魔法族至上主義を掲げ、自らに逆らうものは容赦なく殺害してきた彼に対し、人々は昼夜怯えながら過ごしていた。
今や書物上の存在として語られる英雄マリナ・ポッターも、100年を生きた末に大往生して今はこの世にいない。そしてその遺体、墓の所在は誰にも知られていない。
書物に書かれている通りの活躍をしたのならば、このような闇の魔法使いはすぐに片づけられただろう。しかし今はもういない存在を求めても、何の慰めにもならない。

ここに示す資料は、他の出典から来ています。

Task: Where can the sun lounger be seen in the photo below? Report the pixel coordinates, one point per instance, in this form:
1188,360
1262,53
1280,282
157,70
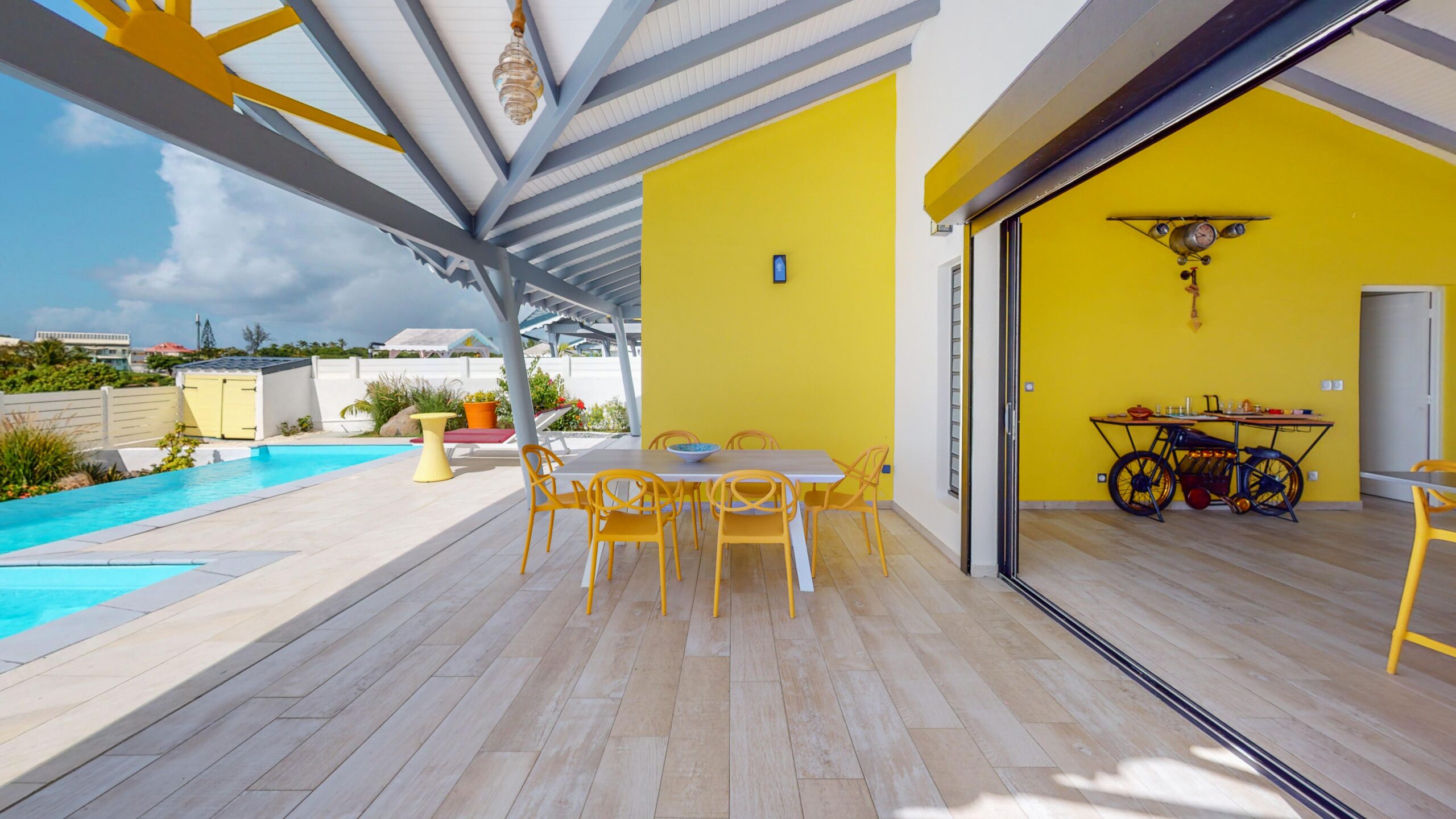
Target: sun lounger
474,437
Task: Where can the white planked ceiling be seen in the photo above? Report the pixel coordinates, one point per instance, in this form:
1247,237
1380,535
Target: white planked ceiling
474,32
1391,75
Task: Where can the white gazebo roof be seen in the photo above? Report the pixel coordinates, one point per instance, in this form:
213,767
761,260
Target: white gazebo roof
443,341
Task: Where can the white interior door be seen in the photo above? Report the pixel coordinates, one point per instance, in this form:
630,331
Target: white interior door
1395,387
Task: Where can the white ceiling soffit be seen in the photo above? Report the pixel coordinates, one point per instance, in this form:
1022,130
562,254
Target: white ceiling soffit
1384,86
574,232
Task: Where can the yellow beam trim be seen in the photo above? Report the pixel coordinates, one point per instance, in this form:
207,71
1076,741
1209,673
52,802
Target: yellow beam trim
105,12
253,31
181,9
289,105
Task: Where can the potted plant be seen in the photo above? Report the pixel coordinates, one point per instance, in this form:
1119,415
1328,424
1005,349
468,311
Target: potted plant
479,410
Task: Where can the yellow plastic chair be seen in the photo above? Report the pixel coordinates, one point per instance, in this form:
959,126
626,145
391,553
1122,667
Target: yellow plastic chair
641,515
865,474
752,439
1424,534
541,462
755,516
689,491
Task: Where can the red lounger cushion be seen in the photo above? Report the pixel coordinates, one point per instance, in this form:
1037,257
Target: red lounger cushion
474,436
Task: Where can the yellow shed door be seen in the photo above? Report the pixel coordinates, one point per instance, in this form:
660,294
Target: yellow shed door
239,407
203,406
220,407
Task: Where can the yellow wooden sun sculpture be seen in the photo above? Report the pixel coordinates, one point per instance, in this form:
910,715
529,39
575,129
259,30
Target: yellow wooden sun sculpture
167,38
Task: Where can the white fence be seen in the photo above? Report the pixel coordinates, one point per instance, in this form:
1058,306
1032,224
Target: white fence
338,382
102,417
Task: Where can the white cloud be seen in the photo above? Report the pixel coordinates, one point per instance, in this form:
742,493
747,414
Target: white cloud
243,251
127,314
82,129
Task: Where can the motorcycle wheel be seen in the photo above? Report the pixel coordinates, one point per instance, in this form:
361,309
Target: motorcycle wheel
1140,483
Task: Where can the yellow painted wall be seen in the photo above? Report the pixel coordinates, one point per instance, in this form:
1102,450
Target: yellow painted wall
812,361
1104,314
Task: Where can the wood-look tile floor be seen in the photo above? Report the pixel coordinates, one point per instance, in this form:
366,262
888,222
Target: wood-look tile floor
466,688
1280,630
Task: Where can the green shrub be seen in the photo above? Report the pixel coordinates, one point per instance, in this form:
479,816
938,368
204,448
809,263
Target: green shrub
178,449
82,375
610,417
386,395
383,398
35,452
547,394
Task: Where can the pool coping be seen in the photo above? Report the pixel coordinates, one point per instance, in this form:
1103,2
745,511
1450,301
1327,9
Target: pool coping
110,534
212,570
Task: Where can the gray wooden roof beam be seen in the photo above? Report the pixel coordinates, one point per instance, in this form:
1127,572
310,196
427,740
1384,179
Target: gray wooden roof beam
704,138
742,85
705,48
435,48
353,76
570,216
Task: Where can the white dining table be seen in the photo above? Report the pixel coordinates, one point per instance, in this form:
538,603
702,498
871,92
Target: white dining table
803,465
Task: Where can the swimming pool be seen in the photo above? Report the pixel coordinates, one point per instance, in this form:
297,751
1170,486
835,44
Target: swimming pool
31,595
66,515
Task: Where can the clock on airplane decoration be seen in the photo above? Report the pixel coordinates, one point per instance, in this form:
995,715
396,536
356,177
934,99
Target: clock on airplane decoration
1190,238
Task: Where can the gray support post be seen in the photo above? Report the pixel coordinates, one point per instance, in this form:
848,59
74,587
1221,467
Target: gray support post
510,340
634,414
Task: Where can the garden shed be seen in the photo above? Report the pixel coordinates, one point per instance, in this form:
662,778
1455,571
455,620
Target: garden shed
243,397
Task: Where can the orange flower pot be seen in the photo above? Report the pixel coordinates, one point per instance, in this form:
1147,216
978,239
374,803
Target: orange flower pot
479,414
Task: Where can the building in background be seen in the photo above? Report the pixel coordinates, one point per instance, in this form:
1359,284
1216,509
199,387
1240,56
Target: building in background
139,358
113,349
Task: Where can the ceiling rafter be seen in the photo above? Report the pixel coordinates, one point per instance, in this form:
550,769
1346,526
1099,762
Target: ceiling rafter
584,232
610,257
1369,108
353,76
571,216
533,40
596,247
631,263
704,48
742,85
602,47
439,57
607,257
711,135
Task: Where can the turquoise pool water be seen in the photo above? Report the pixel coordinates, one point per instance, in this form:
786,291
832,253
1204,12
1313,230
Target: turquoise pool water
31,595
64,515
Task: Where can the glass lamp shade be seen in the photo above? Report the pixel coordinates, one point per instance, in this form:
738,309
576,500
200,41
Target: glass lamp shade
518,82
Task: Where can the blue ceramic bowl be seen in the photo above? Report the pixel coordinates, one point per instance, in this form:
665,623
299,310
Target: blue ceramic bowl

同様に、魔法界に伝わるある伝説も頼ることが出来ない。
――求めよ、さらば救いは与えられん。汝、真に助けを求むとき、彼の者は必ず来る。彼の者は常世全ての救世主。彼の者は世界の守護者。心せよ、汝真に正しき行いをせし時、彼の者の救いを賜る。
「ねえシャルル、作戦はあるの?」
「…一先ず下級生は外に逃がそう。”必要の部屋”から”ホッグスヘッド”に続く道があるから。あそこの店主は知り合いだからな」
「じゃあそうしましょう。みんな聞いて!!」
七年間行動を共にしてきた友人たちが指揮を執り、順に幼い子たちから逃がしていく。教員たちとヴォカントモールテンに対する反対勢力、”竜の頭”は学校の防御を固めている。だから今は俺たちが行動するしかない。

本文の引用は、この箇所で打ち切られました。